My Southern Trip, Part 1: Standing at Tulane



By Mike Dorf

This week I'm traveling in the former Confederacy.  On Thursday I'll be giving the Miller Lecture at Georgia State University College of Law.  Today, I'm at Tulane University Law School, giving the annual McGlinchey Lecture on Federal Litigation.

The title of my lecture today is "Cases, Controversies and Cartesian Dualism."  In it, I analyze a puzzle that has been part of the Supreme Court's standing doctrine at least since 1992, when Justice Kennedy, concurring in the Lujan case, said the following: “Congress has the power to define injuries and articulate chains of causation that will give rise to a case or controversy where none existed before, and I do not read the Court's opinion to suggest a contrary view.”  That view effectively became the law because the majority opinion in Massachusetts v. EPA more or less treated Justice Kennedy's Lujan concurrence as authoritative.

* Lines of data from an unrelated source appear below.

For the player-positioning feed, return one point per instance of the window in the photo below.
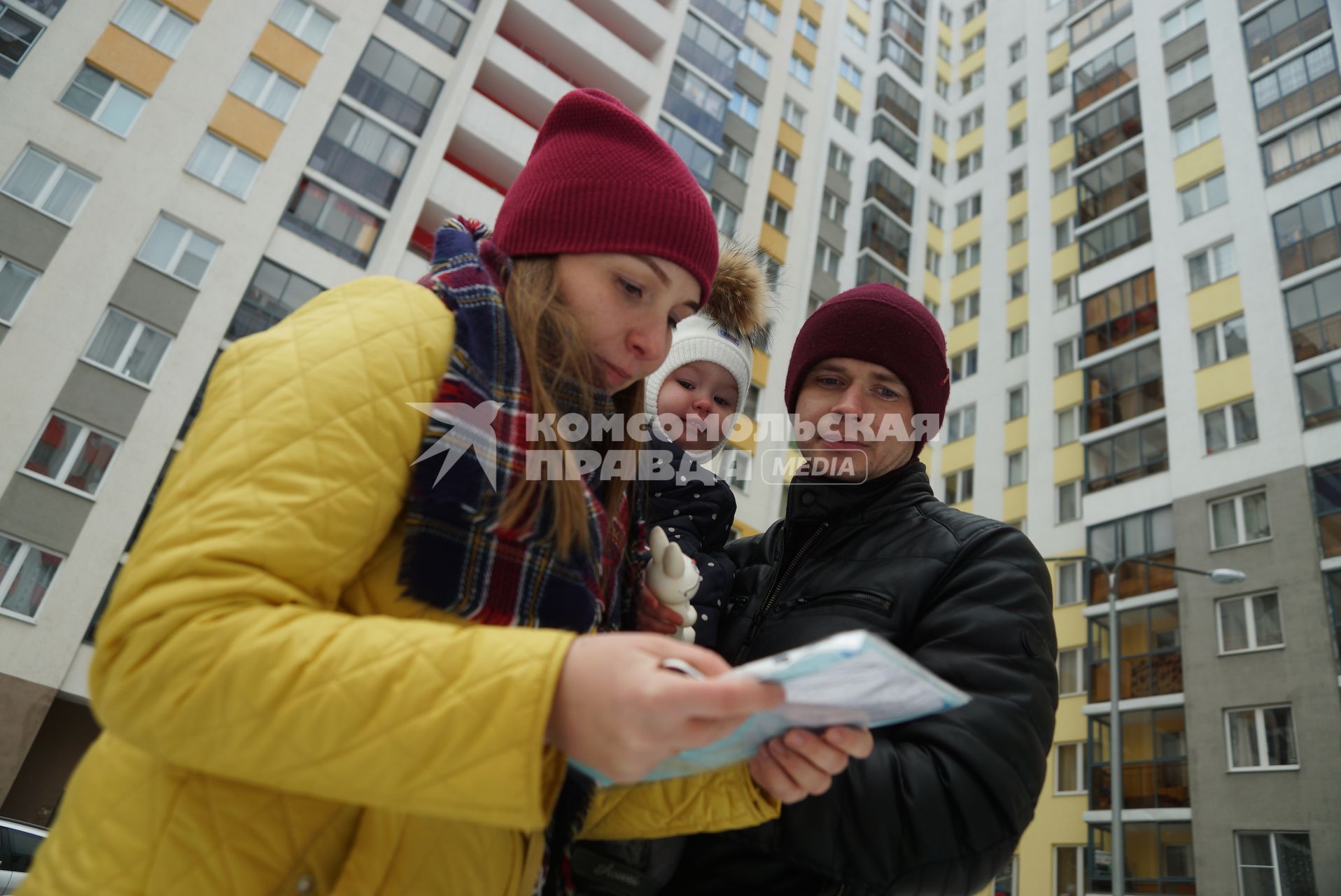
(104, 99)
(395, 85)
(1250, 623)
(959, 486)
(48, 186)
(178, 251)
(15, 284)
(1057, 82)
(855, 34)
(775, 214)
(1195, 132)
(935, 214)
(971, 162)
(1261, 738)
(969, 208)
(962, 424)
(738, 160)
(1230, 426)
(17, 34)
(1181, 19)
(1070, 769)
(726, 215)
(1203, 196)
(1276, 864)
(1070, 667)
(971, 122)
(828, 259)
(1020, 284)
(26, 573)
(266, 89)
(745, 106)
(765, 15)
(1127, 456)
(798, 67)
(849, 73)
(162, 29)
(1296, 88)
(963, 365)
(314, 27)
(127, 348)
(845, 114)
(1193, 71)
(969, 256)
(271, 297)
(1282, 27)
(71, 455)
(1221, 341)
(1069, 502)
(1017, 468)
(1320, 395)
(1068, 426)
(834, 208)
(1018, 340)
(332, 222)
(840, 161)
(966, 309)
(1240, 521)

The puzzle is this: If Article III sets out a miminal constitutional requirement for what counts as an injury, how can Congress conjure up a case or controversy by defining an injury?  And if Congress can do that, why wasn't the citizen suit provision of the Endangered Species Act--at issue in the Lujan case--sufficient?  It provides: "“ . . . any person may commence a civil suit on his own behalf . . . to enjoin any person, including the United States and any other governmental instrumentality or agency . . . who is alleged to be in violation of any provision of this chapter.”

My lecture will not resolve these questions but I will explore them, using the following diagram:



The thick, outer blue line represents the boundary of the universe of all space-time events that have ever or will ever occur (in two dimensions).  If that's too weird a notion for you, just think of it as every event you can imagine.  The inner red circle is the boundary of the sorts of injuries that are protected by the common law.  An example might be: D breaches his contract with P by failing to deliver promised goods.  Another would be: D punches P in the nose.  The point is that anything that allegedly happens and can be characterized as falling within the inner red circle clearly gives rise to a justiciable case or controversy.

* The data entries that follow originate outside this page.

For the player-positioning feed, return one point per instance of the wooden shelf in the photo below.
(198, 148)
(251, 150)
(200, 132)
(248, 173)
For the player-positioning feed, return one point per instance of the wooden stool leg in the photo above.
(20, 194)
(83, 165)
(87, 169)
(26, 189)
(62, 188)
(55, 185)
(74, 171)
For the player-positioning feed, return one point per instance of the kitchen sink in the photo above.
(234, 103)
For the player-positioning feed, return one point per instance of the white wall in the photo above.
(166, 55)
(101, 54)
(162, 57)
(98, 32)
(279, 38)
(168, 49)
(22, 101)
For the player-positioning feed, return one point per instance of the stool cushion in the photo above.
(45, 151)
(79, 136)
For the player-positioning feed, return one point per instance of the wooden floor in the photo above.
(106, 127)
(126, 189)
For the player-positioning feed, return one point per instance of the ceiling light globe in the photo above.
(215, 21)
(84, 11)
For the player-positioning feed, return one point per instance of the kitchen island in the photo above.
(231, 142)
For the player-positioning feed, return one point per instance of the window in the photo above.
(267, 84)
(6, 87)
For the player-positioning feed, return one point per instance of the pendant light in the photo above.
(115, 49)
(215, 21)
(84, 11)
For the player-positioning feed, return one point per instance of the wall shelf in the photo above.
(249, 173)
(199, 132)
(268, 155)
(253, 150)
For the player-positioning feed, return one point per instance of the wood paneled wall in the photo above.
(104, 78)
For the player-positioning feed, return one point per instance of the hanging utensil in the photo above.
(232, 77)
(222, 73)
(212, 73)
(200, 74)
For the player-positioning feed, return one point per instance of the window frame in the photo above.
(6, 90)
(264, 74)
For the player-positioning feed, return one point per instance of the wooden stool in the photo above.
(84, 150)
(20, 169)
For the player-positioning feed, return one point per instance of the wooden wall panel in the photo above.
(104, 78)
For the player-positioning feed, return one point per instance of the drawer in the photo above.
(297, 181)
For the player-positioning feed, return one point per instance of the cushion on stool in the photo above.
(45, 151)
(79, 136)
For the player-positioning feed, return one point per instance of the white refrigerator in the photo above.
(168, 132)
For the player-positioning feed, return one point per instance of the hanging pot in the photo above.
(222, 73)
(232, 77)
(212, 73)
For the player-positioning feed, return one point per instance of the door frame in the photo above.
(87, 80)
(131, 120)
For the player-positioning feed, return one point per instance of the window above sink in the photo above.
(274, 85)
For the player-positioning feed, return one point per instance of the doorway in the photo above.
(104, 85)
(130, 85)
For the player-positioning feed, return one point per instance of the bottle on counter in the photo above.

What about the green circle?  Ah, here's where things get interesting. I read Justice Kennedy in Lujan to be saying first that Congress can create protectible interests beyond common law interests--that's why the green circle is larger than the red one.  But I don't read him to challenge the proposition that there are some interests Congress cannot protect and expect the invasion of those interests to count as Article III injuries.  The interesting question is what criteria establish the green circle.  (Well, interesting to me and other federal courts nerds, anyway.)

Here's a relatively easy case: Congress can create a right to information where the common law did not recognize one.  Then, the denial of that information counts as an Article III injury.  That's the holding of FEC v. Akins.  We also know that Congress can't create a freestanding "right to sue," as in Lujan itself.  But can Congress always find a way around that limitation, so that the green circle effectively bumps up against the blue circle?  What if, in Lujan, instead of a right to sue, Congress had conferred on every citizen a "right to live in a world of biodiversity"?  Then harms to an endangered species would amount to injuries to anyone anywhere.

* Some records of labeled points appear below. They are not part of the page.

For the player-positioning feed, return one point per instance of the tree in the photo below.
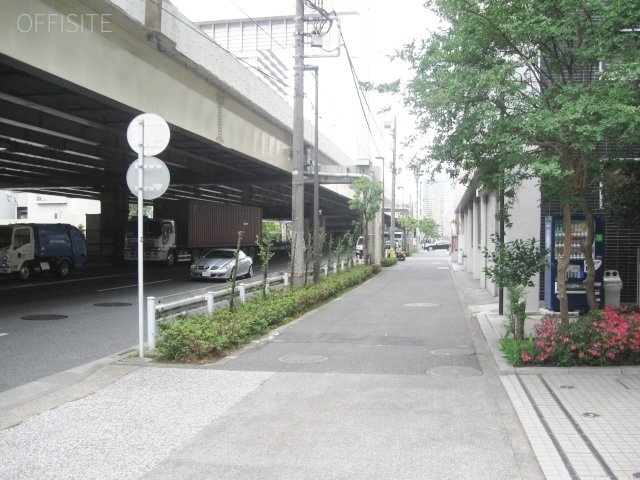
(406, 224)
(268, 236)
(512, 264)
(366, 204)
(526, 89)
(428, 226)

I'm pretty confident that the Court would reject such an injury, but the question is why.  I include "Cartesian dualism" in the title of my talk because some of the Court's rhetoric in standing cases sounds as though the Court treats psychic injuries as less real than physical or pocketbook injuries.  In the end, I suggest that the Court's standing sticklers--who tend to be conservatives these days, as illustrated by last week's ruling in Clapper v. Amnesty Int'l USA--are really concerned about separation of powers and the unitary executive.  These may be legitimate concerns, I say, but the metaphysics of what counts as an "injury" are not a very good proxy for them.  Accordingly, I end up pretty critical of the doctrine.